# Advice on deflasking Phrag. flask



## kiwi (Jan 22, 2018)

Hi all,
I will be recieving a flask of Phrag. Fritz Schomburg 'Zephyrus Best' x kovachii 'Warbird' from Sam (among others) soon but I am not that familiar with deflasking or growing these. Could anyone please provide some pointers of media and growing conditions for phrags? Thanks in advance.


----------



## TrueNorth (Jan 24, 2018)

You'll find lots of information about this on the forum if you do a search.

Here's what I do....

You want a medium that retains moisture but is also open and aerated. I grow mine in 50/50 chopped sphagnum and perlite. Sometimes I add charcoal. I fill some of the space in the pot with styrofoam peanuts and add other ingredients to the mix as appropriate for the species i.e. gravel and dolomite chunks for kovachii and its hybrids.

You want to handle them as little as possible. The roots are quite brittle, so probably best not to try and separate them. There is debate about whether or not to remove the agar. I remove as much as I can without disturbing the roots too much.
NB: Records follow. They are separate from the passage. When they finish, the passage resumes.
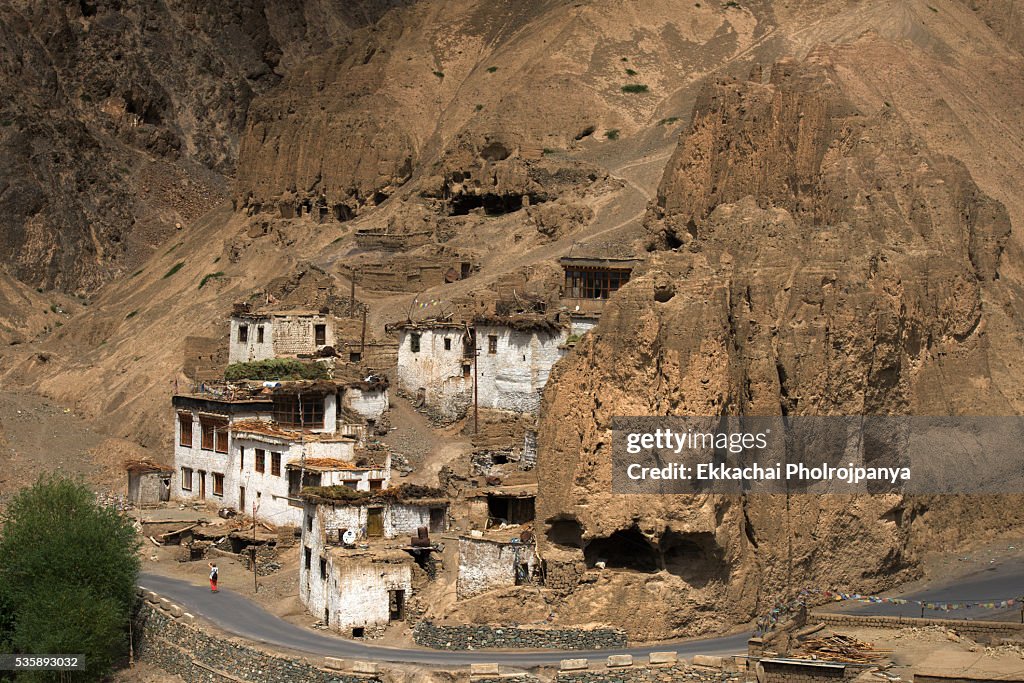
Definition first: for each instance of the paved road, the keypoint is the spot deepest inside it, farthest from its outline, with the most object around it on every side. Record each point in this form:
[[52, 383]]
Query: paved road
[[999, 581], [237, 614], [240, 615]]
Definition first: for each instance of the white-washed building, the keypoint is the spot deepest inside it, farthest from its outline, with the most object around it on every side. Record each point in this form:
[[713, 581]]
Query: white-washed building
[[488, 562], [349, 588], [262, 335], [435, 366], [251, 449], [514, 356]]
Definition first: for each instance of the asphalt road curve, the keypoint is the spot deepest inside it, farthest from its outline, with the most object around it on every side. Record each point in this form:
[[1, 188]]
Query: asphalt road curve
[[243, 617]]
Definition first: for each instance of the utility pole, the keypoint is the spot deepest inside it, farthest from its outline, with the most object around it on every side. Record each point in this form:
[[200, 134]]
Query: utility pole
[[255, 585], [363, 337], [351, 291], [476, 384]]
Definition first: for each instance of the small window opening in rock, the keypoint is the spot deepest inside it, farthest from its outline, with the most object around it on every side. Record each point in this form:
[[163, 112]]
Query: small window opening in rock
[[589, 130], [567, 532], [495, 152], [625, 549]]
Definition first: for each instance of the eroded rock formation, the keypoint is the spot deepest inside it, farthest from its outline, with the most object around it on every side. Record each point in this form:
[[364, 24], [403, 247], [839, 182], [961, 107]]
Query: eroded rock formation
[[808, 258]]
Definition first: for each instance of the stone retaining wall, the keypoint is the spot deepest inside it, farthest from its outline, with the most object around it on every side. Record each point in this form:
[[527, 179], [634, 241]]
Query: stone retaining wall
[[671, 674], [177, 647], [476, 637], [982, 632]]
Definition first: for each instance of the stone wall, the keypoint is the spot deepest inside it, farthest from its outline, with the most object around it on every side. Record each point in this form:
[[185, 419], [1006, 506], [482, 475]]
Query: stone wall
[[485, 564], [183, 649], [982, 632], [670, 674], [475, 637]]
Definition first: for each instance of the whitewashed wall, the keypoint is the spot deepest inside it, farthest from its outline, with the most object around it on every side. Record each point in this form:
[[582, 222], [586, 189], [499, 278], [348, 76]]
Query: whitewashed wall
[[513, 378], [436, 371]]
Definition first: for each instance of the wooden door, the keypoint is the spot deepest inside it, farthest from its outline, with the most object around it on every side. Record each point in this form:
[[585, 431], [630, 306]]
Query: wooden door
[[375, 522]]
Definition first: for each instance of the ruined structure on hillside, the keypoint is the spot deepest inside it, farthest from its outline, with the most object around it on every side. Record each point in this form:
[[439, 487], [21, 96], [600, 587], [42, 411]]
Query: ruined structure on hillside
[[346, 579], [496, 363], [263, 335], [255, 446]]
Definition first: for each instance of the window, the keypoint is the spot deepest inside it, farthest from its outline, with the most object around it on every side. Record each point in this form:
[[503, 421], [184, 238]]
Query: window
[[221, 438], [208, 436], [299, 411], [184, 429]]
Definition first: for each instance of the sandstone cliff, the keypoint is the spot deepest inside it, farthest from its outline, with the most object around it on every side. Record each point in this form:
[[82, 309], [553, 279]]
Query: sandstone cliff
[[809, 258]]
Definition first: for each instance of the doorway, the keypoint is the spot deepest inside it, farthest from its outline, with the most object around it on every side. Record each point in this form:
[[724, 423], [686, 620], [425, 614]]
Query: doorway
[[396, 605], [375, 522]]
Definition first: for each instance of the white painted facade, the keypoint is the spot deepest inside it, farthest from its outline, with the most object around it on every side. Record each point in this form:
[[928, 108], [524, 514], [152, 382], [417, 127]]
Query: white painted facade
[[485, 564], [514, 366], [270, 335], [349, 589], [432, 366], [368, 403], [227, 473]]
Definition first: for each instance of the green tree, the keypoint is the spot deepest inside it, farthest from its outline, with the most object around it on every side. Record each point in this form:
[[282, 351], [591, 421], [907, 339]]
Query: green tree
[[68, 572]]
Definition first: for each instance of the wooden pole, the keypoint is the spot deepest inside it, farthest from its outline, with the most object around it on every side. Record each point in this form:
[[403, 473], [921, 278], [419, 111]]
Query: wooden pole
[[476, 384], [363, 337], [255, 585], [351, 292]]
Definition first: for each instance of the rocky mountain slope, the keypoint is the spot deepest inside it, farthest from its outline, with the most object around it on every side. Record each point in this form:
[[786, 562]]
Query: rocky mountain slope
[[825, 196]]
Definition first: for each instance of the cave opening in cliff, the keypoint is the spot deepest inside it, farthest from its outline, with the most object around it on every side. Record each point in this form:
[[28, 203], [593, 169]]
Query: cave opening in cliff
[[625, 549], [695, 558], [567, 532], [493, 204]]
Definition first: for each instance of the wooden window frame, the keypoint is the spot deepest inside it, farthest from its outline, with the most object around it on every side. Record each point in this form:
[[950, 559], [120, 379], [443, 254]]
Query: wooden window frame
[[274, 464], [185, 426]]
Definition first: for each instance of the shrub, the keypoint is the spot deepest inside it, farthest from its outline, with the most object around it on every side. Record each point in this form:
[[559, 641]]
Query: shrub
[[177, 266], [210, 275], [68, 572], [275, 369]]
I think it's important to give them lots of humidity for at least the first couple of weeks. I've used plastic bags for this successfully.


----------



## kiwi (Jan 27, 2018)

Thanks for the tips


----------



## NYEric (Feb 6, 2018)

Funny, someone recently posted a video of a St. Louis Orchid show which included how to pot up seedlings of this exact cross!


----------